Plunkett will start this new stage of his career in season two of the Minor League Cricket Championship (MiLC), a 27-team competition split across four Eastern, Central, Southern, and Western conferences. He has committed to a three-year deal in which he will play for the Philadelphians in this competition before being assigned to one of the six franchises in the Major League Cricket (MLC), slated for its inaugural season.
He was first sounded out about the project at the end of 2019, before more official conversations over the last 18 months. He can still play domestically in England as a local and wants to feature in 2022’s Twenty20 Blast and The Hundred, where he is contracted to Welsh Fire. The options of the franchise T20 circuit are also open to him. However, he has no intention of qualifying for the United States. “Even if I did,” he stresses, “I’m 36 now – I’d be 39 or 40 when qualified. Who says I’m good enough?” This is the end of his career as an international cricketer but not one outright.
There’s a principle to this stance given part of his day-to-day duties will be as a coach in the academies USA Cricket is establishing. Plunkett will operate across two facilities: one outside of Philadelphia, and another to be built near Princeton University. “You want to develop people from the States. I’m a big fan of American sports and I believe there must be some hidden gems there. It won’t exactly be my role to find them, but I’m excited to share my experience with up-and-coming talent.”
He mentored at Surrey and was asked to stay on at Welsh Fire by coach Gary Kirsten to do the same when he tweaked his calf. “I still need to learn to be a good coach,” he admits, and will also lean on his interest in strength and conditioning. The desire to play remains strong after a disrupted three years at Surrey. The 2019 World Cup was the focus that first season, before Covid-19 scuppered most of 2020. This year he was restricted to one competitive appearance, for Welsh Fire. Having read journals on the work done by NBA star LeBron James, Plunkett reckons he can lose 12kgs to reduce the stress on his body.
Few can argue with his accomplishments and longevity – a testament to an evolving skillset. He came through the ranks at Durham, making his first-class debut in 2003, before joining Yorkshire for the 2013 summer, winning County Championship titles with both. A move to the Kia Oval in south London came in 2018. The fascination, though, will always be an anomaly of an international career. It began in 2005, included a period between the summers of 2007 and 2014 where he did not make a Test appearance, and saw him assume a variety of roles, from the speedster, enforcer to the controller. He represented his country in 13 Tests (41 wickets), 89 ODIs (135), and 22 T20is (25).

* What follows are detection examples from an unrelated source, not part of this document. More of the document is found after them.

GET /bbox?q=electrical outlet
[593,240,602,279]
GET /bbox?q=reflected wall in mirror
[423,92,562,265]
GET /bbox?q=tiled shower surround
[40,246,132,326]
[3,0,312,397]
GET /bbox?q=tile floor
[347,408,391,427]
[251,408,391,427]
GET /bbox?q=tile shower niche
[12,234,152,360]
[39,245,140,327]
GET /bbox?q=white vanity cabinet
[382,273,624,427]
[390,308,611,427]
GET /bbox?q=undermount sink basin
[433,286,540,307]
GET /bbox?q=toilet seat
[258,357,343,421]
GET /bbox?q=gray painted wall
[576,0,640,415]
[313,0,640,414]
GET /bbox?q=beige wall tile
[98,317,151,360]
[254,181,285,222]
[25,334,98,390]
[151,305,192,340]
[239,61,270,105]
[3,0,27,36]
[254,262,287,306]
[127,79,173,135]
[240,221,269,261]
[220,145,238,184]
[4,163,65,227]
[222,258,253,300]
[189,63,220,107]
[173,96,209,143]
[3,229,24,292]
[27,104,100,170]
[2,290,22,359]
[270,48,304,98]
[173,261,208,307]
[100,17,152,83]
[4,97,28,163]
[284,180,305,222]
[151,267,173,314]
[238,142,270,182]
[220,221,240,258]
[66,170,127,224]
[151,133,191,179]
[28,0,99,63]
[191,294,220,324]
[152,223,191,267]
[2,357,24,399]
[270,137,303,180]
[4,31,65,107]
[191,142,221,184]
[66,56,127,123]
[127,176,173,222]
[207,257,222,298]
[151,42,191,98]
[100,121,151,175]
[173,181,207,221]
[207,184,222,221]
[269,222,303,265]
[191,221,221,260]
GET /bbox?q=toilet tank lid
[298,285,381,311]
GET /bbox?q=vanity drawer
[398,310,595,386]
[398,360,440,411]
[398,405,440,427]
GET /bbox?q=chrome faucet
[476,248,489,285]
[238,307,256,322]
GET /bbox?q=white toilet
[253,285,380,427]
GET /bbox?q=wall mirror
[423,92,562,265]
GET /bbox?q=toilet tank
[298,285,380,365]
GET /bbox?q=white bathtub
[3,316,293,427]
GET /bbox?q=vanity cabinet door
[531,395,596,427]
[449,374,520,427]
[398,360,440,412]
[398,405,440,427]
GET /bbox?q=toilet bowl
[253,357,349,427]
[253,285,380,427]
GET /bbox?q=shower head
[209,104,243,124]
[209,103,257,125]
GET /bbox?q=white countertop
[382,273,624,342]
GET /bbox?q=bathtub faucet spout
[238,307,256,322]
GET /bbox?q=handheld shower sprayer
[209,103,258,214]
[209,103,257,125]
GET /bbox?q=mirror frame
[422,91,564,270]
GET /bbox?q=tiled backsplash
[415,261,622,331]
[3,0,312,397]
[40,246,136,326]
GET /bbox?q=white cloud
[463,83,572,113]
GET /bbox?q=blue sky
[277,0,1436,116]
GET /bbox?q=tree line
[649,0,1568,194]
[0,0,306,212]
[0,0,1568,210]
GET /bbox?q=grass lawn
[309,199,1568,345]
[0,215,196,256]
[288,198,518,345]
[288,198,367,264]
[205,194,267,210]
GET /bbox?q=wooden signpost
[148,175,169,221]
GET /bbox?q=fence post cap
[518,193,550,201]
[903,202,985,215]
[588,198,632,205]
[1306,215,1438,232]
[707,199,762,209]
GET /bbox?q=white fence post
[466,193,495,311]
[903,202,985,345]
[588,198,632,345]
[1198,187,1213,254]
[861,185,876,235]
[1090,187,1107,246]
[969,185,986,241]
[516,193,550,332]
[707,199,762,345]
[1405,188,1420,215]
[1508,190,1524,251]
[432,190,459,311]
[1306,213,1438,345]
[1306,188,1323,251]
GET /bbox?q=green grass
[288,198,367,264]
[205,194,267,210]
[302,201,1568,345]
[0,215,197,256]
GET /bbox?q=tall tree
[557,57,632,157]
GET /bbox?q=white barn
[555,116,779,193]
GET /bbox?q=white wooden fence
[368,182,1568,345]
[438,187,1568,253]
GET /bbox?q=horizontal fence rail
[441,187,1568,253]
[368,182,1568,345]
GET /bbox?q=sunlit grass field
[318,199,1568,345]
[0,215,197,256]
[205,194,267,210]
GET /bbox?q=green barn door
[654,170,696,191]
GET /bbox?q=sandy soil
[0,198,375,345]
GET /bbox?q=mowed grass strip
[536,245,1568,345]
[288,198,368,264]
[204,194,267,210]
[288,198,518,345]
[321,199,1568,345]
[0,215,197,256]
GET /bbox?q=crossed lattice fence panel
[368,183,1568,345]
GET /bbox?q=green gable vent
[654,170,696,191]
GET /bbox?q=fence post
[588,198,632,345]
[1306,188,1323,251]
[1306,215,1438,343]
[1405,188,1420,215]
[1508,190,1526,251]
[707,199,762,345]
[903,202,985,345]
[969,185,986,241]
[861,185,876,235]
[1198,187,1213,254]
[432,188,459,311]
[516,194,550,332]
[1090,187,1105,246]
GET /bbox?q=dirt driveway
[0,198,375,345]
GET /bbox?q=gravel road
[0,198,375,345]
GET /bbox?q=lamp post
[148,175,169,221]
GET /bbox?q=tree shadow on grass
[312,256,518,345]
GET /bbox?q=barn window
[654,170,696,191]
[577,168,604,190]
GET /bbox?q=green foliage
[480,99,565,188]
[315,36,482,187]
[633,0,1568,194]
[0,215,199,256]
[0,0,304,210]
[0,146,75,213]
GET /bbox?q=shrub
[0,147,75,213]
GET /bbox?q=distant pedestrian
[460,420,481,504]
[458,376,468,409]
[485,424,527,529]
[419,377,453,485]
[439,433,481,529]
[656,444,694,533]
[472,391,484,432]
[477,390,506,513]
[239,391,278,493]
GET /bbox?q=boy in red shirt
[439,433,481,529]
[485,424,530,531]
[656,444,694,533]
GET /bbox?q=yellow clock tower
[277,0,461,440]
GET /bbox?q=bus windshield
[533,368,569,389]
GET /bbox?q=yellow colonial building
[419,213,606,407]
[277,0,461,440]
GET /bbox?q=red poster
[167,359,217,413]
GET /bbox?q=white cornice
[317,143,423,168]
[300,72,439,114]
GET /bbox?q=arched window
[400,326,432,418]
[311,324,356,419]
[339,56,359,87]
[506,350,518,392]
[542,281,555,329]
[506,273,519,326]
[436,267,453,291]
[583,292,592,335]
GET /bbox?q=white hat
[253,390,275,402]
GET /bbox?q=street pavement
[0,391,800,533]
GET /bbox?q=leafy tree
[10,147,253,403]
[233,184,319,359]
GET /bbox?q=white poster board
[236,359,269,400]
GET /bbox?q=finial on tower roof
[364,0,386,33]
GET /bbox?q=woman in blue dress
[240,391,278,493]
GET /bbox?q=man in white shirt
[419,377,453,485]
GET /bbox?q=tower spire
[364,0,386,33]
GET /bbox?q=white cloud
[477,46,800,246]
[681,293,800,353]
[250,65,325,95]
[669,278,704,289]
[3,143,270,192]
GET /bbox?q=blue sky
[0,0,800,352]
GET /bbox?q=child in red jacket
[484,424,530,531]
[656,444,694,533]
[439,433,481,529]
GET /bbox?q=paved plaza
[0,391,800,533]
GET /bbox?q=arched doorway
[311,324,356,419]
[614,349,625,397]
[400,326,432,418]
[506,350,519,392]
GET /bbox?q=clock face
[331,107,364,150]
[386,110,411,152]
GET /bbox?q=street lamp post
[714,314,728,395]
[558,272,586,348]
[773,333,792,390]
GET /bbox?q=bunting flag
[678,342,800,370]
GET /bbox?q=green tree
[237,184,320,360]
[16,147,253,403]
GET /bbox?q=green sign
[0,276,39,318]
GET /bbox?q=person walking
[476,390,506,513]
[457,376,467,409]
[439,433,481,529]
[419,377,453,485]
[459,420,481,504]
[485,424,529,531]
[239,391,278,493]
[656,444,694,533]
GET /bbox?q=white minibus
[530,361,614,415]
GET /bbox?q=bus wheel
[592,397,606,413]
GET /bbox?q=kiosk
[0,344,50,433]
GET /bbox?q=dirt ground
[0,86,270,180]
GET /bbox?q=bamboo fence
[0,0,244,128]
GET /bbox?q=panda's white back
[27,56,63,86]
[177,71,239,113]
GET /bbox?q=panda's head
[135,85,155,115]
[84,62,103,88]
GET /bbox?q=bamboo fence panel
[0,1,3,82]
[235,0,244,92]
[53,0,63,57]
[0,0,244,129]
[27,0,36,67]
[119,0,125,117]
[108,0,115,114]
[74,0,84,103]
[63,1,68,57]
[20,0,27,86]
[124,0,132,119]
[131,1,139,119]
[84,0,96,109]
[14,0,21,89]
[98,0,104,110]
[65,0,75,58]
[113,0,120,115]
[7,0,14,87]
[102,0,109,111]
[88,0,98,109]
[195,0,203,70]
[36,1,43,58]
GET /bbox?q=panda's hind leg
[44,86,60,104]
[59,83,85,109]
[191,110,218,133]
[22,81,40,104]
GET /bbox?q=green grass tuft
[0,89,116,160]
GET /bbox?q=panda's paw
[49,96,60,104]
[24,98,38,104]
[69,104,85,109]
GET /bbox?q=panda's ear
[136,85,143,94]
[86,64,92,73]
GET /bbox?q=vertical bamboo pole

That maiden cap came on a Pakistan Test tour as a replacement for Simon Jones after one of the most momentous summers in English cricket’s history. He was involved in another 14 years later. ”One moment, I was watching the 2005 Ashes series, then I was on a plane to Pakistan next to KP (Kevin Pietersen), the man who had made it all possible.” “I got the biggest buzz when I’m going to see my wife, or she’s with me when I’m getting a flight to go to America. That’s when I’m happiest.”
There is no great sadness from Plunkett that his time in England has come to an end, just optimism as to what is to come. He will always be an England cricketer, underrated yet revered by fans, and adored by countless teammates. This is not so much about English cricket’s loss, but, all being well, American cricket’s gain.